DEVASTATION IN TACLOBAN

I have previously noted that my Wife, Joan, is from the Philippines. In fact, she was flying into Manila on Friday, the same day that Typhoon Haiyan clobbered Tacloban, in the Central Philippines. A Nephew had Emailed her last Thursday that the storm was heading south of Manila, her initial destination. Still, we feel the heartache that all Filipinos feel–both those at Home and Abroad.

As I am starting work on this Blog Post, I have been watching an Anderson Cooper Report, on CNN, which provides an hour-long description of the devastation and relief efforts. If you have seen any of the newspaper, TV or Internet coverage, you have seen complete devastation–with hardly a building standing, operating utilities or any Infrastructure whatsoever.

I have often suggested that you cannot regard Developing Countries and feel that anything is similar to what we have in the U. S. When we have wildfires in the West, hurricanes in New Orleans or Miami, terrorist attacks in New York, emergency rescue forces, utility trucks, firefighters and police travel from as far as a thousand miles away to help. That’s in addition to FEMA and Military transportation.

I just saw something on the Internet that said that the “economic impact might be slight”. When you see the pictures, you might ask “how can that be?” That’s because Tacloban is an impoverished rural area–and without much economic activity to begin with.
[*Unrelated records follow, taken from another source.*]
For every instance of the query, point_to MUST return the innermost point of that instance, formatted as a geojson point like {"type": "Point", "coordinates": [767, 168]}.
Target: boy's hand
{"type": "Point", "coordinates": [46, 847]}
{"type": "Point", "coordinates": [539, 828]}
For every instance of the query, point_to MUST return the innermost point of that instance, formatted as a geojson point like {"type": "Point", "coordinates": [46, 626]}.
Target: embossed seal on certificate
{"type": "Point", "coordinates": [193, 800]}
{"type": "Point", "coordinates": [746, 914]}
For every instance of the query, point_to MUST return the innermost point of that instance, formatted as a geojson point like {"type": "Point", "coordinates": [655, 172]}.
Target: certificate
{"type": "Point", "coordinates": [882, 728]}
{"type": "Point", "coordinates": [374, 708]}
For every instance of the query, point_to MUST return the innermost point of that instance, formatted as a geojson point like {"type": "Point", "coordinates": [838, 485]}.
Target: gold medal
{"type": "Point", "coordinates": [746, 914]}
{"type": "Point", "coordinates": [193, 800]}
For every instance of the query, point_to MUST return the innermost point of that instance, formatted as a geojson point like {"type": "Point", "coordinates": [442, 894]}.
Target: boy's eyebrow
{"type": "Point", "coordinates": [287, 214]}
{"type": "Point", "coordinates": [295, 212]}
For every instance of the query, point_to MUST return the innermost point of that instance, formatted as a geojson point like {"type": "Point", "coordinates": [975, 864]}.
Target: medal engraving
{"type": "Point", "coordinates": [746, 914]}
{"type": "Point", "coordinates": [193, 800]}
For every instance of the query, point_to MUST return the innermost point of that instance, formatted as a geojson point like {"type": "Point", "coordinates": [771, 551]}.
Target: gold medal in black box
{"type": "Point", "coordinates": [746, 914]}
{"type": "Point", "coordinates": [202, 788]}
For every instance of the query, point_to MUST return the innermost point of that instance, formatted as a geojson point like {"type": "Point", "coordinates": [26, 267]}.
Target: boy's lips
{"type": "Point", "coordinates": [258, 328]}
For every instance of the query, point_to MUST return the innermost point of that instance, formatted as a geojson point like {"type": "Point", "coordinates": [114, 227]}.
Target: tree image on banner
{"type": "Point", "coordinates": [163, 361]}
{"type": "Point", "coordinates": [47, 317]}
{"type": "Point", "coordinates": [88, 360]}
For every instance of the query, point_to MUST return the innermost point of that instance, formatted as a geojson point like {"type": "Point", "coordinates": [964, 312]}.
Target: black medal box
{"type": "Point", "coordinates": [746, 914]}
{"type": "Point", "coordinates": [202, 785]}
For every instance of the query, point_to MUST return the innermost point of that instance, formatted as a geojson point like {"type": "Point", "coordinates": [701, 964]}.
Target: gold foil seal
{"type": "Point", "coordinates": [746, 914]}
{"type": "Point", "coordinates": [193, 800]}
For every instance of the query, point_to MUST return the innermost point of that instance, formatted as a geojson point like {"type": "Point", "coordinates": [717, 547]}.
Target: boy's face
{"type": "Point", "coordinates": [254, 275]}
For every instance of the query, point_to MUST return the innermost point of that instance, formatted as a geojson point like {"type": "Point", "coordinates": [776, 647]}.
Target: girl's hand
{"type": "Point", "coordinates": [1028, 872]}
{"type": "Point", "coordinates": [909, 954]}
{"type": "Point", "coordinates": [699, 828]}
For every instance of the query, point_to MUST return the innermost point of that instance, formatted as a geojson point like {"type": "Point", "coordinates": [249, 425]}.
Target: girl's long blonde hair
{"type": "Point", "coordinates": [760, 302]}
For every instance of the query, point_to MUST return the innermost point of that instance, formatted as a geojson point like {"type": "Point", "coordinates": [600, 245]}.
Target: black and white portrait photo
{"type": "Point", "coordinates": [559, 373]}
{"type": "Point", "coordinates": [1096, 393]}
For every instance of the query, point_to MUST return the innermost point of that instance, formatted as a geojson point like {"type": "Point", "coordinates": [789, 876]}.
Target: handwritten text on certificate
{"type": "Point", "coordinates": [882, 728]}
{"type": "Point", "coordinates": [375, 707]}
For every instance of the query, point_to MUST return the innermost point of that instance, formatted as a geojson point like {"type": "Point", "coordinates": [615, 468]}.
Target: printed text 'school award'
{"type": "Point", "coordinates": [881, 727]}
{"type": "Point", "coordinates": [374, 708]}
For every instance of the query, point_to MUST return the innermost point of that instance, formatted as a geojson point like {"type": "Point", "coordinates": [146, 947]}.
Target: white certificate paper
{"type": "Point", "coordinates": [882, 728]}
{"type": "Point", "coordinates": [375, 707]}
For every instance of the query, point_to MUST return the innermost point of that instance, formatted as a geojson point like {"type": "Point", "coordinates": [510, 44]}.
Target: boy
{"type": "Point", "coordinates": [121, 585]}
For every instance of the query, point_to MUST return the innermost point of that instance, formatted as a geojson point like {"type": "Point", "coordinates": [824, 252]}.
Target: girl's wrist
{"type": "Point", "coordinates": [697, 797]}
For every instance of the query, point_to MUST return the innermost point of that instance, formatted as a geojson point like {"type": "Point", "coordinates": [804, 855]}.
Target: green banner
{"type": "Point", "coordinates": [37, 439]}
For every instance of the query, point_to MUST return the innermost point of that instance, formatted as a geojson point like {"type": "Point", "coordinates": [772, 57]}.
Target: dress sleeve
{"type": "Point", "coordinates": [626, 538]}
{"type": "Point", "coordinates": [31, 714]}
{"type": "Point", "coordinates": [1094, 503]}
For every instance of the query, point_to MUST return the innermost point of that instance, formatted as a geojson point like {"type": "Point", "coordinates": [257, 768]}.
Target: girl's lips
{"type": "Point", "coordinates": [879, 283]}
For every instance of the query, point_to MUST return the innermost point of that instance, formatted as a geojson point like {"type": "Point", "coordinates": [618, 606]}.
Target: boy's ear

If it had been Metro Manila, that would be another situation. I would make the analogy to Haiti, perhaps the poorest country in the Western Hemisphere, which always seems to be hit really hard when hurricanes come through. The same goes for Tacloban.

The Philippines is an archipelago, a group of many islands. This means that transporting building materials, food and water, medical supplies, etc. is quite difficult. Water and debris make transporting supplies difficult in getting them to where they are needed. The
U. S. Military and AID are working in conjunction with the Philippine Authorities. Remember that the Philippines was a U. S. Territory for fifty years, following the Spanish-American War, and has always been an important ally in Asia. But, more International Aid is surely needed.